The solution: make use of liberal notes to pickers and packers on your packaging. For example “DO NOT OPEN” stickers, “CASE PACK”, “TEAM LIFT”, “FRAGILE: GLASS INSIDE”, etc. They really help the entire logistics process.
Also, you can clearly mark the contents of the package and/or what constitutes damage (to avoid a picker from liberally marking an item as damaged that isn’t actually damaged). We used to sell an item that was practically indestructible but the boxes would frequently get damaged as the boxes would be damaged and the picker would think the item inside was damaged. In hindsight, a simple sticker on the item saying something along the lines of “Boat anchor inside, slight box damage is acceptable” would have avoided a lot of products from being marked as damaged.

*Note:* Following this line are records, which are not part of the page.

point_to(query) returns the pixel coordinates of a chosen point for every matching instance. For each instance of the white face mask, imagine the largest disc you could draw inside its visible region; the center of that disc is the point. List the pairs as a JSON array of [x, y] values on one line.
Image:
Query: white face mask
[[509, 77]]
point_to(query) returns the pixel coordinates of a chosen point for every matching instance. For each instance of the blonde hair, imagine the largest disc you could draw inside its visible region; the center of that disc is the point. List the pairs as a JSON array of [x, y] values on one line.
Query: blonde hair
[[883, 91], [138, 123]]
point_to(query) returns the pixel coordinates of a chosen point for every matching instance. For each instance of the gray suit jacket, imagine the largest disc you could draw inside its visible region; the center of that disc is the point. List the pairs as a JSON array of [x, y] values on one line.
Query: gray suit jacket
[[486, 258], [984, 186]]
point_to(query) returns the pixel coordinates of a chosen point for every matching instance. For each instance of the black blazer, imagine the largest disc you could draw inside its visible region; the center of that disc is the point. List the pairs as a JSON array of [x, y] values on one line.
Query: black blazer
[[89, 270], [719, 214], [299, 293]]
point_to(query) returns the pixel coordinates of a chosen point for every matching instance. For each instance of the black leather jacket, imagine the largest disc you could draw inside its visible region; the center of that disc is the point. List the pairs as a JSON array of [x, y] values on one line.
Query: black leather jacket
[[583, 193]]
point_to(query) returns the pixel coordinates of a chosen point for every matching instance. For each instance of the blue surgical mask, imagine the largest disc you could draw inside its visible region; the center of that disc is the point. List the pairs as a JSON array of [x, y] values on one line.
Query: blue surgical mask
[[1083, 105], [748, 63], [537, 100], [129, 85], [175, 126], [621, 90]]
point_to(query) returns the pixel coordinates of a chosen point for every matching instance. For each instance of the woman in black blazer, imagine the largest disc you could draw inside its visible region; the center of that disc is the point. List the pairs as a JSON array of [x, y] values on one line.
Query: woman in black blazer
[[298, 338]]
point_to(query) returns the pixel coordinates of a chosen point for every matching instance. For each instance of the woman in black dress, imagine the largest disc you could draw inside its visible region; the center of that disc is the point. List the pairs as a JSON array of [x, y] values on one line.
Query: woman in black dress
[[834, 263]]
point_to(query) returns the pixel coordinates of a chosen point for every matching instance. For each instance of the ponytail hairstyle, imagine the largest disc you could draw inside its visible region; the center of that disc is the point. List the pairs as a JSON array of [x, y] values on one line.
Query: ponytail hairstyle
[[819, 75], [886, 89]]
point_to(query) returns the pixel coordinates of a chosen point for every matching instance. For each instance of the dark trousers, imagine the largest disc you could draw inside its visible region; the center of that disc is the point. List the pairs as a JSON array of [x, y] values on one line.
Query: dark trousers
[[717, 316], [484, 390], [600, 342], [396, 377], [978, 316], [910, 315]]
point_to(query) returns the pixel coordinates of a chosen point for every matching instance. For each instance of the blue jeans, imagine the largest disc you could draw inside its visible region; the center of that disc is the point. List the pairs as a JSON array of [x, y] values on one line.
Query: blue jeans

If there’s one thing I learned while working at Amazon, it’s to be forever grateful to the people both shipping items for our businesses and for our personal purchases. These people work hard! This is especially true during the holidays when they’re working 60 plus hours! After this, I learned that Amazon isn’t ruling the ecommerce world through some black magic and alien technology, they’re doing it through air-tight standard operating procedures.
Hopefully, this article gives some insight into the inner workings of an Amazon warehouse for FBA Sellers out there. I’m happy to answer any questions I can given my limited experience there. I am sure this article will also find the eyes of potential employees at Amazon warehouses and I’ll be happy to answer any questions for you as well – just post in the comments section below.